FIGS. 3 (a), (b), and (c) show the bridge circuit output when the load point P for the pan 8 is sequentially changed to the left side, the center, and the right side in the configuration arranged as described above. It is a graph showing the relationship with the load change, and as is clear from these, it can be seen that even if an eccentric load is applied, a linear output always appears with respect to the load from the bridge circuit with the above configuration. .

It should be noted that the embodiment of the present invention is not limited to the above embodiment, and various embodiments can be adopted. For example, as shown in FIG. 4, a parallel beam type load cell in which notches are formed on the outer surfaces of the upper and lower beams may be used, or a foil gauge may be attached to the beam surface with an adhesive or the like without using a thin film process. A mode of sticking can also be adopted. Furthermore, it is also possible to adopt a mode in which one strain gauge is arranged in each thin portion.

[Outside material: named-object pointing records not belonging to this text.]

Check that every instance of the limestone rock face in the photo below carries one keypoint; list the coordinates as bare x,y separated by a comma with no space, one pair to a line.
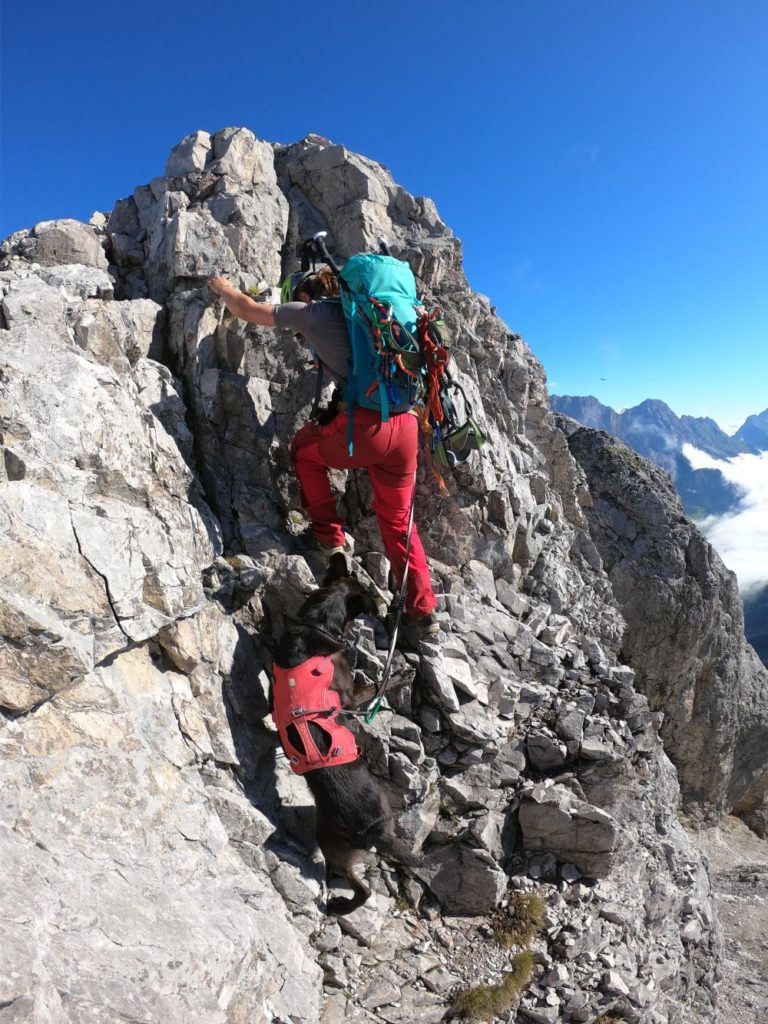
685,636
158,851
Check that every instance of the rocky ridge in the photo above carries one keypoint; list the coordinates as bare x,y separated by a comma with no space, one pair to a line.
156,843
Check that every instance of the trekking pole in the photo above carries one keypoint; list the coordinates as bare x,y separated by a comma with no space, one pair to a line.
320,240
373,711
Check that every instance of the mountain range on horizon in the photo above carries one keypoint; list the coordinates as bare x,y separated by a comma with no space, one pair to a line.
653,430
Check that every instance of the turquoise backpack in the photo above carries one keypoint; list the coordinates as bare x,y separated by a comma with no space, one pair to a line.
398,357
381,308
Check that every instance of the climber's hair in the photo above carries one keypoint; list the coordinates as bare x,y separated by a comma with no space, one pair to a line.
322,285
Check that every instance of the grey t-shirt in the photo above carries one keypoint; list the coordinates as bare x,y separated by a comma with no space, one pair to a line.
324,327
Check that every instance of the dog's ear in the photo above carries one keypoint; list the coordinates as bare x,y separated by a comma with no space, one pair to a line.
337,568
360,603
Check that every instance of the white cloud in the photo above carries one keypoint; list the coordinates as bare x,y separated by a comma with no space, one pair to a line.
740,538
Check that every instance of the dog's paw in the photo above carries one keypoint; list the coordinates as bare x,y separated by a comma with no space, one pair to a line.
339,905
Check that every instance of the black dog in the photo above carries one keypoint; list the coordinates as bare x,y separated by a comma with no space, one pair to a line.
352,813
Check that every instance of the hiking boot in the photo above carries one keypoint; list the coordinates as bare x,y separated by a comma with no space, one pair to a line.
414,629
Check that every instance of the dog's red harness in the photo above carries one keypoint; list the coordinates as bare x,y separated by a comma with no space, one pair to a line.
301,695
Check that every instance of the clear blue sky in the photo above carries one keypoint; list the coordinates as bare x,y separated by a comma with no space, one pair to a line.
604,162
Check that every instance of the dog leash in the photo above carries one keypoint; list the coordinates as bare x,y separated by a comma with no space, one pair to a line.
373,710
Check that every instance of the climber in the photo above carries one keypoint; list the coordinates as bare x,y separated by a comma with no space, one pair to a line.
387,450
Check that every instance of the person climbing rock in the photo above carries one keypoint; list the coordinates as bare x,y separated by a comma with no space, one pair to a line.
387,450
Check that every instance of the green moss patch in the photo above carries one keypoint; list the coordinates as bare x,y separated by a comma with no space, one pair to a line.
523,921
486,1001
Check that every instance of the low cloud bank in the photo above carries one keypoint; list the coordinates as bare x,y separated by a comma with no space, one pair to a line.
740,538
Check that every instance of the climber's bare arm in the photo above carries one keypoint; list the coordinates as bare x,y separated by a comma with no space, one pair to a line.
242,305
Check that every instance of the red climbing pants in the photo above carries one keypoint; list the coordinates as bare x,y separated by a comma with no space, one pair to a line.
388,451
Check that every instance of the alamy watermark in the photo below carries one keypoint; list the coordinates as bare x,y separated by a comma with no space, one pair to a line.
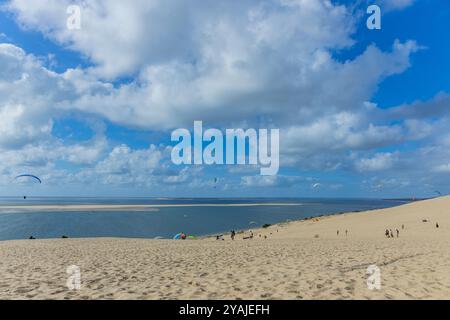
238,147
374,20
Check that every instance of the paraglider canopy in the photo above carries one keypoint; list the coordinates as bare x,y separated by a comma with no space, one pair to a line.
33,177
180,236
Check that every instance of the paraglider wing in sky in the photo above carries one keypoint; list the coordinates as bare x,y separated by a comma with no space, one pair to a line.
29,176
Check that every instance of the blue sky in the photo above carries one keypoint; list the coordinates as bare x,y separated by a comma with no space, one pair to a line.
361,113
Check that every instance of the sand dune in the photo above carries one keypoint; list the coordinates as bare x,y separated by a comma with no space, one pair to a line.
299,260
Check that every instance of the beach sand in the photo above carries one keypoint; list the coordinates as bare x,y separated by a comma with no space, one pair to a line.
298,260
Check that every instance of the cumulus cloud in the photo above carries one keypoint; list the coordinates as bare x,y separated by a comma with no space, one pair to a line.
222,63
379,162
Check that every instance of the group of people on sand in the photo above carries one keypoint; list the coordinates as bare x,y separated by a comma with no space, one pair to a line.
389,234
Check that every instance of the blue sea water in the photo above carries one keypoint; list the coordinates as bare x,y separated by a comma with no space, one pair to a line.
166,221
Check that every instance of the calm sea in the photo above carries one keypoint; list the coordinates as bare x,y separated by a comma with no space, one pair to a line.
165,222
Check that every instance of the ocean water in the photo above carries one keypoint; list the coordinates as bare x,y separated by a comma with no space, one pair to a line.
164,222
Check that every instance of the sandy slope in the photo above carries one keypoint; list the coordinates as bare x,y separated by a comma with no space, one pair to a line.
292,263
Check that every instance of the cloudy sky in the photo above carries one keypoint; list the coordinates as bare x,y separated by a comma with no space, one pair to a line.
361,113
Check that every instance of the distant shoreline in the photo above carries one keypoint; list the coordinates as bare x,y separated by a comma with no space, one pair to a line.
137,207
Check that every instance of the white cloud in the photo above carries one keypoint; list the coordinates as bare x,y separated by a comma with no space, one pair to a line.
379,162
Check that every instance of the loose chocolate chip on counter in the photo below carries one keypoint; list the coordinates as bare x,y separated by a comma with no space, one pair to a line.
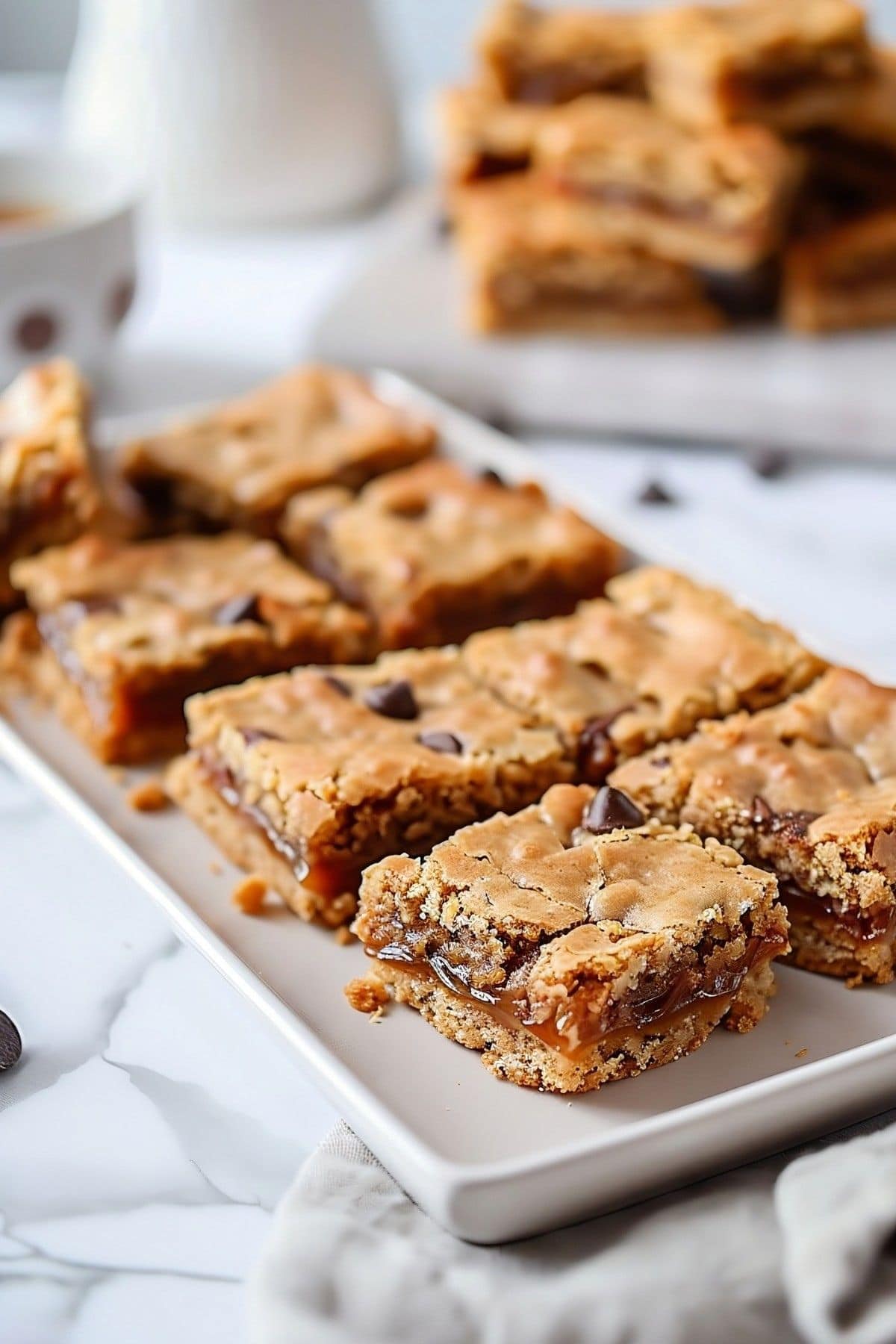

(Effects of the Invention) As described above, according to the present invention, the linearity of the bridge circuit output with respect to the unbalanced load is adjusted by shifting the attached position of the strain gauge slightly outward in the direction along the axis from the center position of the thin portion. Therefore, a high-accuracy weight sensor can be obtained very easily without manufacturing various load cells having different shapes and dimensions as in the conventional case. Moreover, since the linearity can be compensated without being restricted by the shape and size, there is an effect that it can be applied to various shapes and sizes.

In addition, since the manufacturing is easy, there is an advantage that an economical and inexpensive load cell can be obtained.

[Brief description of drawings]

1 to 4 are explanatory views of an embodiment of the present invention, FIG. 1 is a perspective view of a load cell to which the present invention is applied, FIG. 2 is a view showing strain distribution on a gauge bonding surface, and FIG. Fig. 4 is a graph showing the relationship between bridge circuit output and load when the load point applied to the pan is changed, and Fig. 4 is
FIG. 5 is a side view showing another embodiment of the load cell, FIG. 5 is a side view for explaining the prior art, and FIG. 6 is a view showing the relationship between the bridge circuit output and the load when an unbalanced load is applied to the pan. It is a graph. 1 ... Strain element, 2, 3 ... Beam 4 ... Thin part, 5 ... Strain gauge

Claims (1)

[Claims] 1. A cantilever type parallel beam type load cell in which a thin portion for attaching a strain gauge is formed at each end of the upper and lower beams of a parallelogram-shaped strain element, and the strain gauge attachment position. , At a position slightly offset from the center of the thin portion to the outside in the direction along the axis, respectively, the average value of the strain amount of the thin portion caused by the eccentric load along the axis of the beam, in the load change The load cell is characterized by having a linearly changing region.